Ist nach alledem die Antragstellung nicht eindeutig, ist nach gefestigter obergerichtlicher Rechtsprechung, der sich der Senat anschließt, im Zweifel davon auszugehen, dass der Antrag von der Partei selbst und nicht von dem beigeordneten Rechtsanwalt gestellt ist (vgl. OLG Rostock MDR 2006, 418; OLG Koblenz JurBüro 1982, 775; OLG Hamm AnwBl. 1982, 383; OLG Brandenburg FamRZ 1999, 1218; OLG Karlsruhe OLGR 1998, 152; Musielak-Fischer, ZPO, 10. Aufl. § 126 Rdnr. 5; a.A. Zöller-Geimer aaO. § 126 Rdnr. 8).

Der beigeordnete Anwalt des Beklagten war mithin persönlich nicht an dem durch den angefochtenen Beschluss beendeten Kostenfestsetzungsverfahren beteiligt. Ihm bleibt es freilich unbenommen, ein neues Kostenfestsetzungsverfahren gemäß § 126 Abs. 1 ZPO einzuleiten, wie er es mit dem in der Beschwerdeschrift zugleich gestellten Antrag bereits getan hat. Über diesen Antrag hat der Rechtspfleger jedoch noch nicht entschieden.

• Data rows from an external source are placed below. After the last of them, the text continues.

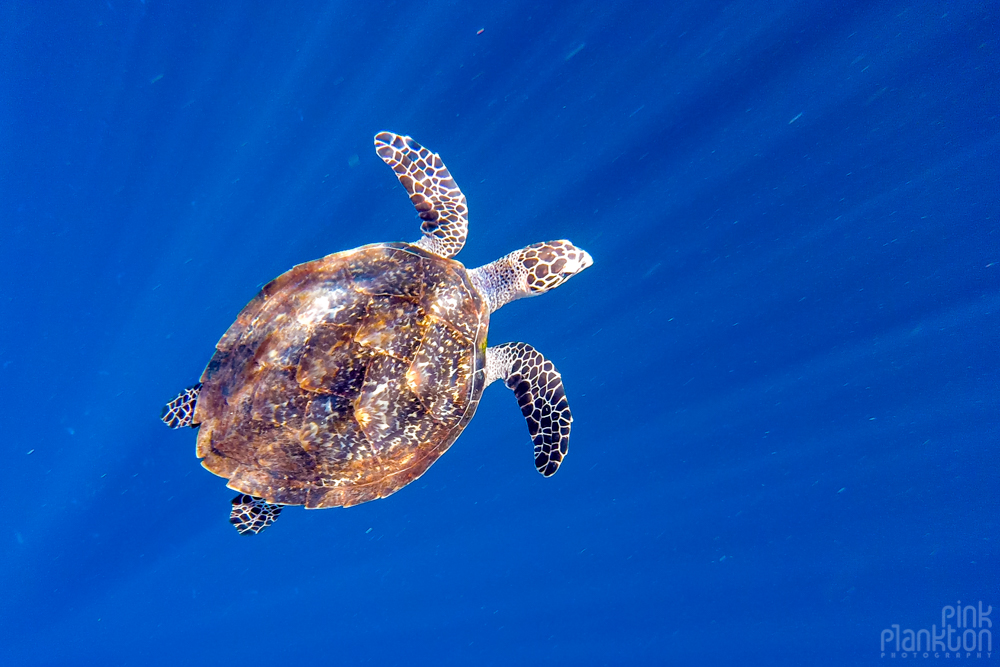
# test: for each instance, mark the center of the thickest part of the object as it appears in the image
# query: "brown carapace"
(345, 378)
(348, 376)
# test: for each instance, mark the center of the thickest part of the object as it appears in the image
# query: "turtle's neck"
(498, 282)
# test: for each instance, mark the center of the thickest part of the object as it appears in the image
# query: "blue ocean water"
(783, 365)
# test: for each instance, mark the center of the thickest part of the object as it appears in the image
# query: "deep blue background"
(783, 365)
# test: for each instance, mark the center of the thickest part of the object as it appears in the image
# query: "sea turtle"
(346, 377)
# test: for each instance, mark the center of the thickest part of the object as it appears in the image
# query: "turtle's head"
(529, 272)
(548, 265)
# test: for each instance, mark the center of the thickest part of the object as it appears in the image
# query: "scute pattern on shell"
(345, 378)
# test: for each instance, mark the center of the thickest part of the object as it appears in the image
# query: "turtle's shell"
(345, 378)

Dem beigeordneten Rechtsanwalt wird jedoch anheimgestellt zu prüfen, ob er an diesem Antrag auch unter Berücksichtigung der nach Zustellung des angefochtenen Beschlusses von dem Kläger erklärten Aufrechnung gegenüber dem titulierten Kostenerstattungsanspruch des Beklagten festhält. Ist nämlich zugunsten der Partei ein Kostenfestsetzungsbeschluss ergangen, bevor der beigeordnete Rechtsanwalt die Festsetzung der Kosten aus eigenem Recht beantragt hat, kann es der Schutz des Gegners vor doppelter Inanspruchnahme erfordern, dass sich der beigeordnete Rechtsanwalt nicht auf die Bestimmungen des § 126 Abs. 2 ZPO berufen kann und eine zwischenzeitlich erklärte Aufrechnung des Kostenschuldners gegen sich gelten lassen muss und zwar unter Umständen bereits im Beitreibungsverfahren (vgl. OLG Schleswig NJW-RR 2004, 717, 718 [OLG Schleswig 27.01.2003 - 15 WF 271/02]; Zöller aaO. Rdnr. 18 und 19).

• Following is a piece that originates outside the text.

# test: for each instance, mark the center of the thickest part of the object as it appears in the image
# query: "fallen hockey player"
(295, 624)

Die Kostenentscheidung folgt aus § 97 Abs. 1 ZPO, Nr. 1812 des Kostenverzeichnisses des Anlage 1 zu § 3 Abs. 2 GKG.

Die Voraussetzungen für die Übertragung der Sache auf den Senat und die Zulassung der Rechtsbeschwerde lagen in Anbetracht der obergerichtlichen Rechtsprechung nicht vor. Insbesondere genügte dafür nicht eine abweichende Auffassung in der Kommentarliteratur.

Für den Beschwerdewert ist der Differenzbetrag aus den Wahlanwaltskosten des Beschwerdeführers und des bereits aus der Landeskasse erstatteten Betrages maßgeblich.